Daniel Hunt died at Royal Manchester Children's Hospital on 1 January 2011, after having been transferred from Blackpool Victoria Hospital.

A 2012 coroner's report called Daniel's treatment "unsafe, untimely, ineffective and inefficient".

The hospitals have apologised and paid a "five-figure sum" to his parents.

The letter sent to the Hunt family, of Thornton-Cleveleys in Lancashire, by the chief executives of both hospitals said it is "a matter of deep regret" that Daniel's death was not prevented.

The risk that Daniel "might experience a life threatening and sudden deterioration was not appreciated to the extent that it ought to have been," it said.

A joint statement from both hospitals said investigations "concluded that additional steps could have been taken during the course of his admission to both hospitals to further stabilise and improve his condition".

Daniel suffered from Lowe Syndrome which can affect kidney function and body fluid levels.
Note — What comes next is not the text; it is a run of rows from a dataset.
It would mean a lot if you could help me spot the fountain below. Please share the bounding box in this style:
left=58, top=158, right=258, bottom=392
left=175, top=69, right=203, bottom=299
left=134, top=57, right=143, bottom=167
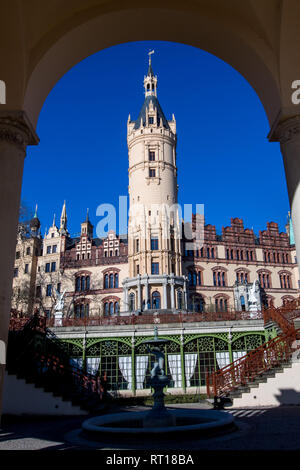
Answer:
left=82, top=326, right=236, bottom=439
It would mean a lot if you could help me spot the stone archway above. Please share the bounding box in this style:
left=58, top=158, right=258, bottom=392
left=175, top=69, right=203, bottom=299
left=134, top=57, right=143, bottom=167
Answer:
left=0, top=0, right=300, bottom=418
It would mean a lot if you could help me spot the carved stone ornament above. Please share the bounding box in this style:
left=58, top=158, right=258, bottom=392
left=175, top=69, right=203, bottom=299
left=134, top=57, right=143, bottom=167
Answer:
left=0, top=110, right=39, bottom=151
left=269, top=115, right=300, bottom=144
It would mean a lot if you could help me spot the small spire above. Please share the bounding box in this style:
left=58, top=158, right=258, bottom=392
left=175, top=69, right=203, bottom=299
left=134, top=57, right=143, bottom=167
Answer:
left=59, top=201, right=68, bottom=234
left=33, top=204, right=38, bottom=218
left=147, top=49, right=154, bottom=77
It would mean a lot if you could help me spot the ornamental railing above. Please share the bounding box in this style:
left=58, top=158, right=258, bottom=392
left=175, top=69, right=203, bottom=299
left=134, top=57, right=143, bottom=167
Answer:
left=47, top=312, right=263, bottom=328
left=7, top=314, right=103, bottom=401
left=206, top=298, right=300, bottom=397
left=206, top=329, right=300, bottom=397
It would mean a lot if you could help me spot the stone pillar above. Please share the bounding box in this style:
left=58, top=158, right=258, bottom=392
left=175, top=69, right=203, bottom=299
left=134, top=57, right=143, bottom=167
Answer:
left=145, top=276, right=151, bottom=310
left=0, top=111, right=38, bottom=422
left=183, top=278, right=188, bottom=310
left=171, top=279, right=175, bottom=310
left=269, top=115, right=300, bottom=274
left=124, top=284, right=129, bottom=312
left=163, top=280, right=168, bottom=309
left=137, top=274, right=142, bottom=311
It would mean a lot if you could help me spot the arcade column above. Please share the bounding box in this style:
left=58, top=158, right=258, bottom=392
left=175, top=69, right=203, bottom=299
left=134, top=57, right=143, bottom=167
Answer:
left=269, top=115, right=300, bottom=276
left=0, top=110, right=39, bottom=420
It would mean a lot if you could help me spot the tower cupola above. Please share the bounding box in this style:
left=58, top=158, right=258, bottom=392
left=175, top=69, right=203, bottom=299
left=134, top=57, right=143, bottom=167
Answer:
left=144, top=51, right=157, bottom=97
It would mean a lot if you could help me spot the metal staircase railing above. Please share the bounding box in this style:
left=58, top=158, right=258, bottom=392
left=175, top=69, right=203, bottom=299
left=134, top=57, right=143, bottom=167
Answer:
left=6, top=315, right=103, bottom=410
left=206, top=298, right=300, bottom=397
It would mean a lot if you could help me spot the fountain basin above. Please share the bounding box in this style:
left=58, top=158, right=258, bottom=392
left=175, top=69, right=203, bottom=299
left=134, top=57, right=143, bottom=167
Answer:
left=82, top=409, right=236, bottom=439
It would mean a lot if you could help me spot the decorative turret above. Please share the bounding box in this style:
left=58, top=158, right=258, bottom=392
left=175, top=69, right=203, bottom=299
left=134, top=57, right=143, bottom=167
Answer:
left=29, top=204, right=41, bottom=236
left=81, top=209, right=94, bottom=240
left=124, top=51, right=186, bottom=310
left=59, top=201, right=69, bottom=236
left=144, top=51, right=157, bottom=97
left=285, top=212, right=295, bottom=245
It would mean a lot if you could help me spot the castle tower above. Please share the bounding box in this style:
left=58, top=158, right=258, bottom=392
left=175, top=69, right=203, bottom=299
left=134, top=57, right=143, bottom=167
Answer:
left=81, top=209, right=94, bottom=240
left=59, top=201, right=69, bottom=236
left=124, top=51, right=186, bottom=311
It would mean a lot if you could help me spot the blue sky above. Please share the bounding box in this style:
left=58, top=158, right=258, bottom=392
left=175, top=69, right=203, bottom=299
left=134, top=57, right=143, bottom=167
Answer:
left=21, top=41, right=289, bottom=234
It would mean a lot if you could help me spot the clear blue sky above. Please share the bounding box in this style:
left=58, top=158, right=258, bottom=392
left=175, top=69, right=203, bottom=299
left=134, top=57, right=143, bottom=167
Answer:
left=22, top=41, right=289, bottom=234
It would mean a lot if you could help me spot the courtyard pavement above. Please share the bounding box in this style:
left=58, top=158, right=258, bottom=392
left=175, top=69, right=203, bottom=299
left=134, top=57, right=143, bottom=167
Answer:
left=0, top=404, right=300, bottom=452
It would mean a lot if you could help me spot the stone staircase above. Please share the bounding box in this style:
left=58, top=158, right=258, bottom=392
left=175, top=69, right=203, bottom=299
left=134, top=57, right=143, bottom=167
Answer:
left=207, top=299, right=300, bottom=408
left=229, top=359, right=300, bottom=408
left=5, top=320, right=105, bottom=414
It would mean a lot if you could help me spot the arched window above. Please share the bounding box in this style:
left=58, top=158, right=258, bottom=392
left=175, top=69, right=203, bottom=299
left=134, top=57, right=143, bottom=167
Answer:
left=240, top=295, right=246, bottom=312
left=74, top=302, right=90, bottom=318
left=75, top=275, right=90, bottom=292
left=129, top=292, right=135, bottom=312
left=152, top=291, right=160, bottom=309
left=85, top=303, right=90, bottom=317
left=177, top=290, right=183, bottom=310
left=190, top=295, right=204, bottom=313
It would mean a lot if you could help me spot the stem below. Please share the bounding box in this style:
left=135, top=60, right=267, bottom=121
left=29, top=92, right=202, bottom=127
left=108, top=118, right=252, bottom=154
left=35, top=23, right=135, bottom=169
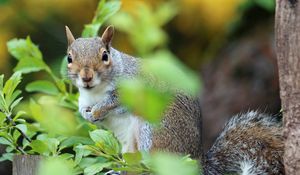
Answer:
left=6, top=115, right=31, bottom=142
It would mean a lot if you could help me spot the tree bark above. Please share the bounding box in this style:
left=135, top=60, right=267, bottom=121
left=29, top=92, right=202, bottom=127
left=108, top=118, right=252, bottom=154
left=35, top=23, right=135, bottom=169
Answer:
left=275, top=0, right=300, bottom=175
left=13, top=155, right=41, bottom=175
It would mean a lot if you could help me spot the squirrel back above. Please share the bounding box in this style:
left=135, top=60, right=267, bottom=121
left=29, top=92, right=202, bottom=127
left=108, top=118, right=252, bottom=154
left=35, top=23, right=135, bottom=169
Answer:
left=66, top=27, right=284, bottom=175
left=203, top=111, right=284, bottom=175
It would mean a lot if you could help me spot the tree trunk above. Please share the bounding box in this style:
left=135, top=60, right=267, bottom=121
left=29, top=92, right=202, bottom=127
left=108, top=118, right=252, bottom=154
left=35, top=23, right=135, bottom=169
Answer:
left=275, top=0, right=300, bottom=175
left=13, top=155, right=41, bottom=175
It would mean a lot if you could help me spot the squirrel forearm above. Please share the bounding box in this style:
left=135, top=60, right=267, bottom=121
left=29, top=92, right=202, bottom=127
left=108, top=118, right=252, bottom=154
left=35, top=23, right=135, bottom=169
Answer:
left=91, top=91, right=120, bottom=120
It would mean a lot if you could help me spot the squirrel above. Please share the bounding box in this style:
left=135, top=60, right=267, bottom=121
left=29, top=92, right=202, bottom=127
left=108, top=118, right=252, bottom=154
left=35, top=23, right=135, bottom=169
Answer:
left=66, top=26, right=284, bottom=175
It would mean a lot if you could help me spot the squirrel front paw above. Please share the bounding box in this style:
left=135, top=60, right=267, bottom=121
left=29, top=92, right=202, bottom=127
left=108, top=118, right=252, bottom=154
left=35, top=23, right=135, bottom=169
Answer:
left=91, top=106, right=107, bottom=121
left=81, top=107, right=98, bottom=122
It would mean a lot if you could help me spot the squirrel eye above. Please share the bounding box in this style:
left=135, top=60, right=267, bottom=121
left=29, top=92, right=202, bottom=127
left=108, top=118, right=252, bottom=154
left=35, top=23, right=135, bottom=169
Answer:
left=102, top=51, right=108, bottom=61
left=67, top=54, right=73, bottom=64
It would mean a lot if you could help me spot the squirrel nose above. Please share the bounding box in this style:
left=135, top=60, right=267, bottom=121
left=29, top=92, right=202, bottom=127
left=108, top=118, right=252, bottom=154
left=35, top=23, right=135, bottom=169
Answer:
left=82, top=77, right=93, bottom=83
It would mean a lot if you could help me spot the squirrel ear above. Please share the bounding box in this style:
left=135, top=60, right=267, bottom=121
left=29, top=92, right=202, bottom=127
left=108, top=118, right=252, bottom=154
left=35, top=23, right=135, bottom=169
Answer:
left=66, top=26, right=75, bottom=46
left=101, top=26, right=115, bottom=46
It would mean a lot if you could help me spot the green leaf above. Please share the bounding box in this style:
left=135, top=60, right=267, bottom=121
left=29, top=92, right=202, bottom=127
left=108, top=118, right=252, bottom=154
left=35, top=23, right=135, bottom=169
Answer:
left=14, top=58, right=47, bottom=74
left=58, top=153, right=74, bottom=160
left=74, top=145, right=95, bottom=164
left=0, top=153, right=15, bottom=162
left=0, top=112, right=6, bottom=126
left=3, top=72, right=22, bottom=101
left=152, top=153, right=199, bottom=175
left=82, top=0, right=121, bottom=37
left=11, top=111, right=26, bottom=123
left=60, top=136, right=94, bottom=148
left=29, top=140, right=49, bottom=155
left=45, top=138, right=59, bottom=155
left=15, top=124, right=27, bottom=134
left=79, top=157, right=107, bottom=169
left=38, top=157, right=73, bottom=175
left=90, top=130, right=121, bottom=155
left=0, top=74, right=4, bottom=92
left=7, top=36, right=42, bottom=60
left=84, top=162, right=112, bottom=175
left=123, top=152, right=142, bottom=165
left=10, top=97, right=23, bottom=111
left=0, top=137, right=12, bottom=145
left=25, top=80, right=59, bottom=95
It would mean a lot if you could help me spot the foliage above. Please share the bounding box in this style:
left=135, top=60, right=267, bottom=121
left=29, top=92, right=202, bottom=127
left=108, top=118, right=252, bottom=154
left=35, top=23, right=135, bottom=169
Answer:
left=0, top=1, right=199, bottom=175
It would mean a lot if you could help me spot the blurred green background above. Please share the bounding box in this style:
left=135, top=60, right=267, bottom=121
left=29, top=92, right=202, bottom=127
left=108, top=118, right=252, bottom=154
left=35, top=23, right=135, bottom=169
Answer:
left=0, top=0, right=280, bottom=160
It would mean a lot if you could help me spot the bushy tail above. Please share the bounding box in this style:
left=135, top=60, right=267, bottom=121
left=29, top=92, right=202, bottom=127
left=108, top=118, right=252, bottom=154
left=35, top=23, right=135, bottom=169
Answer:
left=204, top=111, right=284, bottom=175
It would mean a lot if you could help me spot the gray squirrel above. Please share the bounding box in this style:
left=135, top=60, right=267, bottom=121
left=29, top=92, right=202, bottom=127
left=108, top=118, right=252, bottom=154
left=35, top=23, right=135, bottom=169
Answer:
left=66, top=26, right=284, bottom=175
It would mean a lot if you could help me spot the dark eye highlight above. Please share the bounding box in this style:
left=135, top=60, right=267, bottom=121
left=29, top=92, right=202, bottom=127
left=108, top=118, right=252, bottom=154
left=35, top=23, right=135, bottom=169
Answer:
left=102, top=51, right=108, bottom=61
left=67, top=54, right=73, bottom=64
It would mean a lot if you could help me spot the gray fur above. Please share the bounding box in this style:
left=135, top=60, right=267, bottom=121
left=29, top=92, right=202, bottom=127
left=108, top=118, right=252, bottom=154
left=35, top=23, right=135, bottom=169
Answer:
left=204, top=111, right=284, bottom=175
left=68, top=30, right=284, bottom=175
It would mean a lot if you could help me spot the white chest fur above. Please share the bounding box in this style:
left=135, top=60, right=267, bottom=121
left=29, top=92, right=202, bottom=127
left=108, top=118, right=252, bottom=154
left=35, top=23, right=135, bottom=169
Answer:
left=79, top=82, right=113, bottom=108
left=96, top=113, right=140, bottom=153
left=79, top=86, right=141, bottom=153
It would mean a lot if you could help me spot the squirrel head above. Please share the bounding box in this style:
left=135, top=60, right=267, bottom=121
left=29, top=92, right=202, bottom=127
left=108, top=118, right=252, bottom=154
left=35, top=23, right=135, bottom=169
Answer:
left=66, top=26, right=114, bottom=90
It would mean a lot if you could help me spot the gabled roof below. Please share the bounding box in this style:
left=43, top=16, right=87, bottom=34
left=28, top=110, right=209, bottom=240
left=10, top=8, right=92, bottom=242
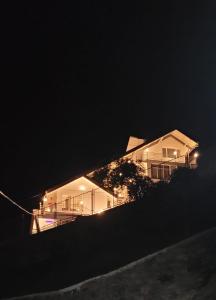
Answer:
left=43, top=129, right=199, bottom=194
left=123, top=129, right=199, bottom=157
left=46, top=175, right=114, bottom=196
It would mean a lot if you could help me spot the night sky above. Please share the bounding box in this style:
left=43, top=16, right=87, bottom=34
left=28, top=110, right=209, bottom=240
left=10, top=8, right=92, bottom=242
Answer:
left=0, top=0, right=216, bottom=216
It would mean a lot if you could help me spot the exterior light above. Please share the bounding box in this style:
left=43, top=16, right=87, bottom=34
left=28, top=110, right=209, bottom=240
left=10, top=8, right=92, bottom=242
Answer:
left=79, top=185, right=86, bottom=191
left=194, top=152, right=199, bottom=158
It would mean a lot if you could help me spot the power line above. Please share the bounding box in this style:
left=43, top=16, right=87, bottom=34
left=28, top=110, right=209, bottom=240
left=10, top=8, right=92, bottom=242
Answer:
left=0, top=191, right=33, bottom=216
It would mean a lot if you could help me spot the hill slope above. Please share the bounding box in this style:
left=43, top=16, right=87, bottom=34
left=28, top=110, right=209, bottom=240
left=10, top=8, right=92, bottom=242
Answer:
left=5, top=229, right=216, bottom=300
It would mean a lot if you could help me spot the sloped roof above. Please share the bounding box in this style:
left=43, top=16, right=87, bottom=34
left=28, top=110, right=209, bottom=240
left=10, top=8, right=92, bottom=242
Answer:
left=43, top=129, right=199, bottom=194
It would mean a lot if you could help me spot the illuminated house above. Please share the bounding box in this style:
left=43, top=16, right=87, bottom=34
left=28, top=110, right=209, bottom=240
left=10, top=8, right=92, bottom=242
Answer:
left=31, top=130, right=198, bottom=233
left=120, top=130, right=198, bottom=181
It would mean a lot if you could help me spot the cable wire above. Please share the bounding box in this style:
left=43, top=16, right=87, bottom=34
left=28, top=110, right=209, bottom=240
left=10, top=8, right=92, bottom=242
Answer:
left=0, top=191, right=34, bottom=216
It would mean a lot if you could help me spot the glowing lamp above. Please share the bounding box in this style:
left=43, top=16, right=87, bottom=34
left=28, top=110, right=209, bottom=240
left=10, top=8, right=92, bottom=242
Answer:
left=194, top=152, right=199, bottom=158
left=79, top=185, right=86, bottom=191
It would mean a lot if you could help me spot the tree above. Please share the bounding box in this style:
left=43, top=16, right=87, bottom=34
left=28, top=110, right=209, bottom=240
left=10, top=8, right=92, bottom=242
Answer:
left=89, top=159, right=153, bottom=200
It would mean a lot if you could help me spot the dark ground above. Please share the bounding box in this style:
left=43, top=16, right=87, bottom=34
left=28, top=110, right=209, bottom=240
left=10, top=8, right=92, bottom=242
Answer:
left=0, top=159, right=216, bottom=297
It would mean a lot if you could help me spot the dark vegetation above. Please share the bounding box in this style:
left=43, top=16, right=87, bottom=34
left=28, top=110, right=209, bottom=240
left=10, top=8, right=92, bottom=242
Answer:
left=0, top=150, right=216, bottom=297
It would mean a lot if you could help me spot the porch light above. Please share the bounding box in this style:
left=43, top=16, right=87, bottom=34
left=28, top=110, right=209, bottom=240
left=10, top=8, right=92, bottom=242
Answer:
left=194, top=152, right=199, bottom=158
left=79, top=185, right=86, bottom=191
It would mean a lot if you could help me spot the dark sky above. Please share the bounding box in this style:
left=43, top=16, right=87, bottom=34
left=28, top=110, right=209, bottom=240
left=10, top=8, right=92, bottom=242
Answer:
left=0, top=0, right=216, bottom=211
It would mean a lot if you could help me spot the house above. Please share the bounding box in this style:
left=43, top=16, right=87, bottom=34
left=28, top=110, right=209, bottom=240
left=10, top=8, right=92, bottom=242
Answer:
left=121, top=130, right=198, bottom=181
left=31, top=130, right=198, bottom=233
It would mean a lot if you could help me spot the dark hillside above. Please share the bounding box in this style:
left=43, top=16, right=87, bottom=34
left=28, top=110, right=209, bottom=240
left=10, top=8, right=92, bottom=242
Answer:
left=0, top=163, right=216, bottom=297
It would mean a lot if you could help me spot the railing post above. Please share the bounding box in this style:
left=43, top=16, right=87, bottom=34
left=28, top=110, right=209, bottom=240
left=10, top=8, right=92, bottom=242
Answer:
left=91, top=189, right=95, bottom=215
Diane Rostron, the specialist medical solicitor who represented the family, said Blackpool Victoria children's unit were aware of Daniel's condition and complications that can arise. 

He was admitted after being sick at home but staff did not recognise his deteriorating condition, she said.

And there were delays in transferring him to Manchester, where there was a failure to escalate his treatment.

Ms Rostron said the Hunts did not want to sue the hospitals but were forced to because they would not accept any responsibility for their son's death.

After initially denying substandard care, the hospitals admitted liability in October before the first court hearing was due to take place.

Graham Hunt said: "I didn't think for one moment I'd be taking my son in and not bringing him out for something that would have been treatable with the proper people to look after him - and they didn't," he said.

Ms Rostron said: "The simple fact is, this was an avoidable death."

"It has heaped insult on top of injury... they should have admitted this as soon as the coroner's inquest was concluded. 

"As every day has gone by the parents have been caused increasing amounts of pain."